Benefiting from backlash
Redden said the engineering school’s foundation does not necessarily compete with the athletics department for fundraising dollars. He added, however, that the engineering department is benefiting from backlash about the athletics foundation’s new football ticketing policy.
“We’re hearing a lot of kickback,” Redden said. “People are so upset. They’re saying, ‘We’re not giving to athletics at UVa anymore. I’m giving to engineering.’”
The athletics foundation doles out season tickets and assigns seating for Cavalier football games. Starting this fall, the best seats in Scott Stadium will go to the most generous donors to the athletics program, rather than some longtime season-ticket holders who had the most desirable seats for decades.
As many fans lost their long-held seats, the new policy angered some fans. Katstra responded by saying that the new policy will be more “equitable” in how it assigns seats and will generate at least $1 million more per year.
Katstra said it is too early to know if the athletics foundation is seeing its donations suffer from the backlash, but it does not appear so.
“We’re ahead on every fundraising benchmark,” he said.
Will woes impact giving?
It is also too soon to tell if the Cavalier football team’s woes over the past few months will impact giving.
In mid-January, the university announced that four players, including starting quarterback Jameel Sewell and cornerback Chris Cook, were not enrolled for the spring semester, making them ineligible to play in the fall.
Then, on Feb. 29, cornerback Mike Brown was arrested and charged with grand larceny, possession of stolen property with intent to sell, altering serial numbers and possession of marijuana.
And just last week, redshirt freshman J’Courtney Rydell Williams was charged with credit card theft and credit card fraud. He has since been dismissed from the team.UVa athletics donors are typically believers in the concept of scholar-athletes, Sweeney said.
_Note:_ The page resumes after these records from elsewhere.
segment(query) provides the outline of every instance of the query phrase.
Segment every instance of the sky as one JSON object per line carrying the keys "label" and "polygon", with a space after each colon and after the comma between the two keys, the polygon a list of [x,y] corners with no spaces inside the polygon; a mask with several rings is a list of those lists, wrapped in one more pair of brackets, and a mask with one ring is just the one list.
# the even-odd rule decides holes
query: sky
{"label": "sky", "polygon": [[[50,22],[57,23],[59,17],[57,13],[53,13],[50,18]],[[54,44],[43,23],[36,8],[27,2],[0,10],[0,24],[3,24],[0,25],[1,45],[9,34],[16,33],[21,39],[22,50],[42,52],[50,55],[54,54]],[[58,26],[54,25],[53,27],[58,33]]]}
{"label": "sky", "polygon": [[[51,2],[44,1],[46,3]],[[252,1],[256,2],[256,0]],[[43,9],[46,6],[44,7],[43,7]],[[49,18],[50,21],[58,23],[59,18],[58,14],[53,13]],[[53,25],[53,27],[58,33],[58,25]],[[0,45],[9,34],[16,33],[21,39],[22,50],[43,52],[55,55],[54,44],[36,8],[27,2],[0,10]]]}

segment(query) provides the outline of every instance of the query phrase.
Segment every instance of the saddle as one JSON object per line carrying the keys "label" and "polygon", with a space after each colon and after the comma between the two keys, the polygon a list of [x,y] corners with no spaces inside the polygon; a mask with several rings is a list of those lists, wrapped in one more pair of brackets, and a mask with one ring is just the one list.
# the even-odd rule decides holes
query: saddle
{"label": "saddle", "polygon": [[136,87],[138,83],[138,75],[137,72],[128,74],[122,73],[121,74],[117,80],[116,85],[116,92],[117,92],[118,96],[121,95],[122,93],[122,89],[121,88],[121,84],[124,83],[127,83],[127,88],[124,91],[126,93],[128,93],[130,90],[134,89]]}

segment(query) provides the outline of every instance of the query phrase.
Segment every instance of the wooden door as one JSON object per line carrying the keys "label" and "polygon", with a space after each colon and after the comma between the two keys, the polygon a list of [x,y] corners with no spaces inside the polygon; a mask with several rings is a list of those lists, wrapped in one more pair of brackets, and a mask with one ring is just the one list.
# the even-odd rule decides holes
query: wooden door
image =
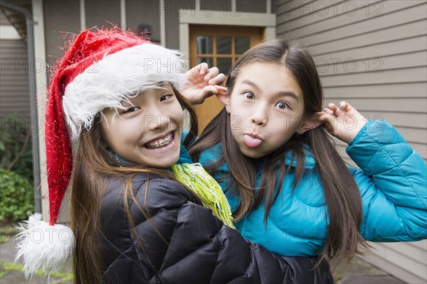
{"label": "wooden door", "polygon": [[[260,43],[264,28],[236,26],[190,26],[190,67],[206,62],[216,66],[226,75],[231,65],[245,51]],[[199,134],[222,109],[213,96],[195,106]]]}

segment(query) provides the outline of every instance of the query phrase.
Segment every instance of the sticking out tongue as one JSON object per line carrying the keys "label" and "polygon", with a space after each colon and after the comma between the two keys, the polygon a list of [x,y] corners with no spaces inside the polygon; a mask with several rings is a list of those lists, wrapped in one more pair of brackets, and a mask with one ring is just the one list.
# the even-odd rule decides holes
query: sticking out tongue
{"label": "sticking out tongue", "polygon": [[258,138],[253,138],[248,135],[245,134],[245,135],[243,135],[243,142],[245,143],[245,144],[246,144],[246,146],[248,147],[255,148],[255,147],[258,147],[260,145],[261,145],[261,143],[263,143],[263,141]]}

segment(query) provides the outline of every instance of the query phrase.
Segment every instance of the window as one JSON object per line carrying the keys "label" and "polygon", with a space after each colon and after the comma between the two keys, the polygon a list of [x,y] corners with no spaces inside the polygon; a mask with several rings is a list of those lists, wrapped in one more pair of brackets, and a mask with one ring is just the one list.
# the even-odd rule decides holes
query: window
{"label": "window", "polygon": [[[240,55],[262,40],[263,33],[260,28],[190,26],[190,67],[205,62],[226,75]],[[194,109],[201,132],[222,104],[214,97]]]}

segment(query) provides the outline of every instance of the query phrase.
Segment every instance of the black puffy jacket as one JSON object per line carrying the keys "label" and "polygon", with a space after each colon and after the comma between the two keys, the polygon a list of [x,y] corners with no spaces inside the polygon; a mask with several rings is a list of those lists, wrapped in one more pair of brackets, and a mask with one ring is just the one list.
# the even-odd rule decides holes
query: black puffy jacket
{"label": "black puffy jacket", "polygon": [[333,283],[327,263],[313,270],[315,258],[281,257],[244,240],[168,179],[134,178],[131,230],[122,182],[112,181],[102,202],[105,283]]}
Many UVa supporters, he said, want to see the Cavaliers win, but not at the expense of having players who are not up to par academically or who are getting into trouble.
“We want to win,” he said. “But the way in which we win is just as important as the winning itself. We won’t sell our soul to win.”
Slightly more than 70.4 percent of UVa’s athletes graduated within six years, according to the most recent statistics available. That figure, Sweeney pointed out, is higher than the national average.